Он хотел обнять Наталью, но его рука нечаянно коснулась ее груди, и на миг ему стало страшно, что это может вызвать в ней гнев и все вдруг мгновенно разрушится. Но она тихо проговорила:
— Не бойся…
И он не убрал свою руку. Правда, ему стало труднее дышать, ему даже показалось, будто он ощущает, как кровь больно стучит в висках, но все это тоже было его любовью, все это было естественным чувством волнения, отдаться которому казалось для него большим счастьем.
Потом он осторожно снял голову Натальи со своих коленей и прилег рядом с ней. Если бы у него сейчас спросили, зачем он это сделал, Виктор вряд ли смог бы ответить. Одно он мог сказать честно: никакой затаенной мысли у него не было, никакой особенной цели он не преследовал. Ему просто хотелось быть ближе к Наталье, хотелось чувствовать ее всю, впитать в себя все ее тепло. И Наталья это поняла. Она придвинулась к нему так близко, как только могла, и они долго лежали не двигаясь, не произнося ни слова, зная, что словами не смогут выразить и сотой доли своих чувств и мыслей.
Лишь через несколько минут она спросила:
— Ты лежишь с закрытыми глазами? Или куда-нибудь смотришь?
Виктор не сразу понял, о чем она спрашивает. Потом догадался: наверное, она хочет знать, что он сейчас видит. Сказать ей? Он видит ее глаза. И больше ничего. Ее большие серые глаза, в которых клубится легкий туманец. Почему в них клубится туманец, Виктор не знает. Может быть, ему все это кажется. А может быть, туманец клубится не в ее, а в его собственных глазах? Но разогнать он его не может. Да и не хочет. Зачем?..
Не дождавшись от него ответа, Наталья подняла руку и на ощупь отыскала его глаза. Провела пальцами по смеженным векам, на секунду-другую задержала их на его сухих, горячих губах, потом они скользнули ниже и остановились у впадинки между ключицами. Там билась какая-то жилка — упруго, словно жизненным сокам Виктора трудно было пробивать себе путь. И в этом угадывалась мужская сила. …Да и не только в этом. От него всего шла такая сила, которую нельзя было не почувствовать. Сам Виктор, пожалуй, этого не осознавал.

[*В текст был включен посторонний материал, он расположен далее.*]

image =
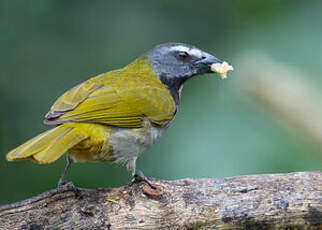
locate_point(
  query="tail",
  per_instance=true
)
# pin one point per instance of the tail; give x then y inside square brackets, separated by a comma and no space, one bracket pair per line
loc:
[48,146]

А Наталью она все время волновала.
Она до сих пор помнит, как однажды, выпив две или три лишних рюмки водки, кандидат технических наук Ромов, по уши в нее влюбленный, с дрожью в голосе попросил:
— Я хочу обнять вас, Наталья. Крепко-крепко, чтоб и у вас, и у меня закружилась голова. Можно?
— Можно, — сказала она.
Он обнял ее, и она почувствовала, как Ромов, обхватив ее немощными руками, старается сделать ей больно. Наверное, для того, чтобы она запомнила его объятия. Он, кажется, даже слегка застонал от усердия, а Наталья неожиданно рассмеялась:
— Вам надо заниматься гимнастикой, Ромов.
В ту минуту на Ромова жалко было смотреть. Обиженный, растерянный, подавленный, он готов был заплакать от горя. Но Наталью его жалкий вид нисколько не тронул.